Dictionary and hash table

We’re now starting Epic 2, which is all about getting us to a functional AntForth interpreter.

The first story (2.1) is about the dictionary and has table. The dictionary is where all our Forth word definitions are stored, so that they can be looked up when they’re used. Traditionally this is a single-linked list, which is simple to implement but gets slower and slower the more words are added.

We’ve specified that our interpreter should use a more optimised hash-based approach. Effectively we keep 64 separate dictionaries, and decide which dictionary a word belongs to by using some simple mathematical function (the “has function”) on its name.

The hash function needs to be fast and easy to implement on a z80 - we’re using a rotating XOR hash function and 64 mini-dictionaries to meet these needs, but really any function that distributes words across the dictionaries evenly will do.

We’ve already been using this hash lookup approach, but up to now the hashes have been built at assembly time using sjasmplus’ Lua scripting ability.

In this sprint, we’ll be building:

a z80 native version of the hash function
the FIND word, for looking up word names in the dictionary
the COUNT word, to tell us the length of byte counted strings (like the names of words in the dictionary)

hash.asm

The runtime hashing algorithm is pretty simple:

hash algorithm

It converts the string to uppercase, XORs the current hash value (initial hash value is zero) with the uppercase character, and rotates the current hash value left one bit. Remember that RLC A is an 8 bit rotate as the comment makes clear.

The upper-case conversion code was originally explicit in here, with a whinging comment about there being duplicate code in dictionary.asm and dire warnings about keeping the two synchronized - so I asked it to replace all instances of that code with a macro UPPER.

dictionary.asm

COUNT also gets quite a simple implementation:

count algorithm

When a word is stored in a forth dictionary, its name is a byte counted string (the string is preceded by a byte that is the count of the number of its characters), but a couple of the top bits of the length byte are used for other purposes, so this routine is basically masking those extra bits out, so we can treat it as a regular byte-counted string.

The implementation of FIND is also here, but it’s a bit too long to include in this blog post.
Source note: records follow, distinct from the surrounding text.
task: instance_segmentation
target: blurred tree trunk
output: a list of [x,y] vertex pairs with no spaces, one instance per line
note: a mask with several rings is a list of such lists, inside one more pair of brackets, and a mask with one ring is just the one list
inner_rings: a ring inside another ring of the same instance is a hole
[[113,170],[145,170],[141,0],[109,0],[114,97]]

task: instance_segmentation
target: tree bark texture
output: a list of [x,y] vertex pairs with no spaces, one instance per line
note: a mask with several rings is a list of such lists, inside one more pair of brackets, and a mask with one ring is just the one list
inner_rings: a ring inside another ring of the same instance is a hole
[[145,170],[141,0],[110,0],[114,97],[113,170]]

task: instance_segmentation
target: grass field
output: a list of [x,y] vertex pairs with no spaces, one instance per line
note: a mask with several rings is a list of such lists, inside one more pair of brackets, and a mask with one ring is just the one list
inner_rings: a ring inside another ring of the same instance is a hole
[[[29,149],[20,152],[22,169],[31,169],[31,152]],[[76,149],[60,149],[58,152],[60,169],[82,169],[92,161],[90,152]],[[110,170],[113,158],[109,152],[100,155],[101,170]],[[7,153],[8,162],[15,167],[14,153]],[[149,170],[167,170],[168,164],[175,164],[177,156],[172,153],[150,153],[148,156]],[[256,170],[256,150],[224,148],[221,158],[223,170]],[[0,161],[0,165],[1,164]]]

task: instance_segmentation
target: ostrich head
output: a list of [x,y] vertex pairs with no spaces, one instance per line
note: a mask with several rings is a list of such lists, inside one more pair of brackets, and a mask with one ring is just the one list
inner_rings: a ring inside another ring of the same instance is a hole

In essence what it’s doing is:

hash the name we’re looking up to identify the relevant dictionary “chain” (mini-dictionary)
search that chain for a match, searching by length first, then a full name comparison
if it’s found return the “xt” (execution token) and a +1 or -1 flag depending on whether the word is “immediate” or not (more on this later)
else return the original address with a zero pushed on top if there was no match.

The FIND routine uses some static storage, so it’s not re-entrant. As we’re single threaded by design, this shouldn’t be an issue.

Testing

All tests pass, and the manual KEY test still works.